Lack of expert advice coupled with inadequate certified planting materials and gaps in legislation have been identified as the major challenges facing cassava farming in the country.
Deputy Head, Roots and Tuber Crops Unit at the State Department of Crop Development, Naomi Kihara said despite its nutritional value and promise for improved livelihoods, cassava farming has been facing low and declining productivity overtime.
Kihara underscored the need for stakeholders to create an enabling environment for the development of cassava industry.
She said cassava as a drought resistant crop can help address the government’s Big Four Agenda on food security and increase incomes for many poor households that would have nothing else to sell.
Speaking on Tuesday at Wote during a stakeholder’s forum, Kihara said provision of extension services, adequate disease-free planting materials and development of necessary policies will improve productivity and marketability of cassava both in the domestic and international markets.
In 2018 Kenya produced close to 900,000 metric tonnes of cassava, down from 1.2 million tonnes in 2017.
Busia County topped the list of production levels with over 222,713 tonnes valued at Sh 2.5 billion.
‘‘Kenya currently produces close to one million tonnes of cassava most of which is consumed locally, however the country has the potential to produce more than three million tonnes annually,’’she said.
The deputy head at the Roots and Tuber Crops section noted that the cassava industry in the county had a lot of potential due to the growing demand for natural foods and demand for industrial use.
To address the gap, Kihara said the Ministry of Agriculture had established a roots and tuber section to facilitate market development for cassava among other tuber crops and increase production levels.

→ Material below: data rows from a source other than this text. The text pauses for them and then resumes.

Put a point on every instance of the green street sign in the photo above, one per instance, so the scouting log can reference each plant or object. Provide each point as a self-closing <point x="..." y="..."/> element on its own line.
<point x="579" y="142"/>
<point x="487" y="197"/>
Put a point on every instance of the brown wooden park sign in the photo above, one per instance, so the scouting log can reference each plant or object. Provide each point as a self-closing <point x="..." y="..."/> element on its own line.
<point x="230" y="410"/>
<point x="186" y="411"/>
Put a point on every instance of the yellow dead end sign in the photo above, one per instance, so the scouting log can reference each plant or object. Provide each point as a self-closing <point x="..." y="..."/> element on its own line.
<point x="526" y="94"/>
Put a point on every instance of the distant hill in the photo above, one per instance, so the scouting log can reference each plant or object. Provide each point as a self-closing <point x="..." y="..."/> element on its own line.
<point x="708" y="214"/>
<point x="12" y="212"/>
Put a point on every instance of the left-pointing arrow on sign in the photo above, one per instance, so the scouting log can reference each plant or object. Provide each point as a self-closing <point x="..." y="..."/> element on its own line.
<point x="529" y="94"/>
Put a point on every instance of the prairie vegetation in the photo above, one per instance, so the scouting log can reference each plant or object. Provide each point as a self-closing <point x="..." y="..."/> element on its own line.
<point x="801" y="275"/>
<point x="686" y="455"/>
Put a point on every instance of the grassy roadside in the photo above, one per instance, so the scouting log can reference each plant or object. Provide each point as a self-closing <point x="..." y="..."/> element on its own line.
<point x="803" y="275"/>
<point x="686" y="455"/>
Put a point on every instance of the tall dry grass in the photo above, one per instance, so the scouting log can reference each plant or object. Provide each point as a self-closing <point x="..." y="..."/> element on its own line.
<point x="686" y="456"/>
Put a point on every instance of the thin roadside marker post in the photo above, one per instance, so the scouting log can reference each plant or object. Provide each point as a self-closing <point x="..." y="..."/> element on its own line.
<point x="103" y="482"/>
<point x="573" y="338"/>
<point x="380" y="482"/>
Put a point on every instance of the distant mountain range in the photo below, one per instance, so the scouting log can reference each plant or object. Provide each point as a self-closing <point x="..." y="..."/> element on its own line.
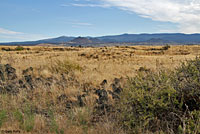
<point x="146" y="39"/>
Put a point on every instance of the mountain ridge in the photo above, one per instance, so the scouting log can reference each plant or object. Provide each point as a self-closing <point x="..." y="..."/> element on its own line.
<point x="160" y="38"/>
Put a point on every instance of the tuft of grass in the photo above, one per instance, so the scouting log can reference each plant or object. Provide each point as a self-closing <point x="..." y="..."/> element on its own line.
<point x="65" y="66"/>
<point x="162" y="101"/>
<point x="3" y="117"/>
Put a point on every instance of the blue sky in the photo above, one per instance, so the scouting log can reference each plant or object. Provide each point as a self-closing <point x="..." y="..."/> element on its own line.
<point x="23" y="20"/>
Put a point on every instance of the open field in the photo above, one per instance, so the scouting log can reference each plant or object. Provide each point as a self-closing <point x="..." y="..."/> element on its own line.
<point x="75" y="90"/>
<point x="101" y="63"/>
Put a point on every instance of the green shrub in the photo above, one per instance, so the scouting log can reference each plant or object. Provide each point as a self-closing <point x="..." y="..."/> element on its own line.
<point x="3" y="116"/>
<point x="53" y="125"/>
<point x="18" y="116"/>
<point x="65" y="66"/>
<point x="163" y="102"/>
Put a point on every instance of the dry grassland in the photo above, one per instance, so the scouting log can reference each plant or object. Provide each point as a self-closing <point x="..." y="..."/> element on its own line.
<point x="94" y="66"/>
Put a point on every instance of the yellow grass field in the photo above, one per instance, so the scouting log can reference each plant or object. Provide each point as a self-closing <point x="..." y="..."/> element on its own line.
<point x="30" y="111"/>
<point x="101" y="63"/>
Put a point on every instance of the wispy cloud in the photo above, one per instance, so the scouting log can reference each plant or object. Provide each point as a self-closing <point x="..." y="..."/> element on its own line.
<point x="81" y="24"/>
<point x="185" y="13"/>
<point x="86" y="5"/>
<point x="10" y="35"/>
<point x="8" y="32"/>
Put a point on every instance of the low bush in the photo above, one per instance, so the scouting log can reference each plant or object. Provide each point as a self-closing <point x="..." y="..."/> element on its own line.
<point x="163" y="102"/>
<point x="65" y="66"/>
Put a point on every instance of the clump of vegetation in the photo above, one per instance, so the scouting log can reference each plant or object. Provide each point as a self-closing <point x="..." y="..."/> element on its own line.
<point x="65" y="66"/>
<point x="18" y="48"/>
<point x="3" y="116"/>
<point x="163" y="102"/>
<point x="166" y="47"/>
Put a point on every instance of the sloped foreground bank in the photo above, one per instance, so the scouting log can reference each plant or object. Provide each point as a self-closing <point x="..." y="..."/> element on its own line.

‘‘Cassava is one of the most important tuber crops in Kenya after cereals and our aim is to establish a sustainable cassava industry and improve the livelihoods of farmers,” she added.
Speaking at the same forum, County Director Industrial Crops Charles Ndung’u said Makueni had unexploited potential for cassava growing due to the prevailing climatic conditions and added that the county government will provide subsidies to cassava farmers before October to increase production.
‘‘Last year Makueni produced 542 tonnes of cassava worth Sh 166 million but we intend to exploit the unutilised potential and increase productivity,’’said Ndung’u.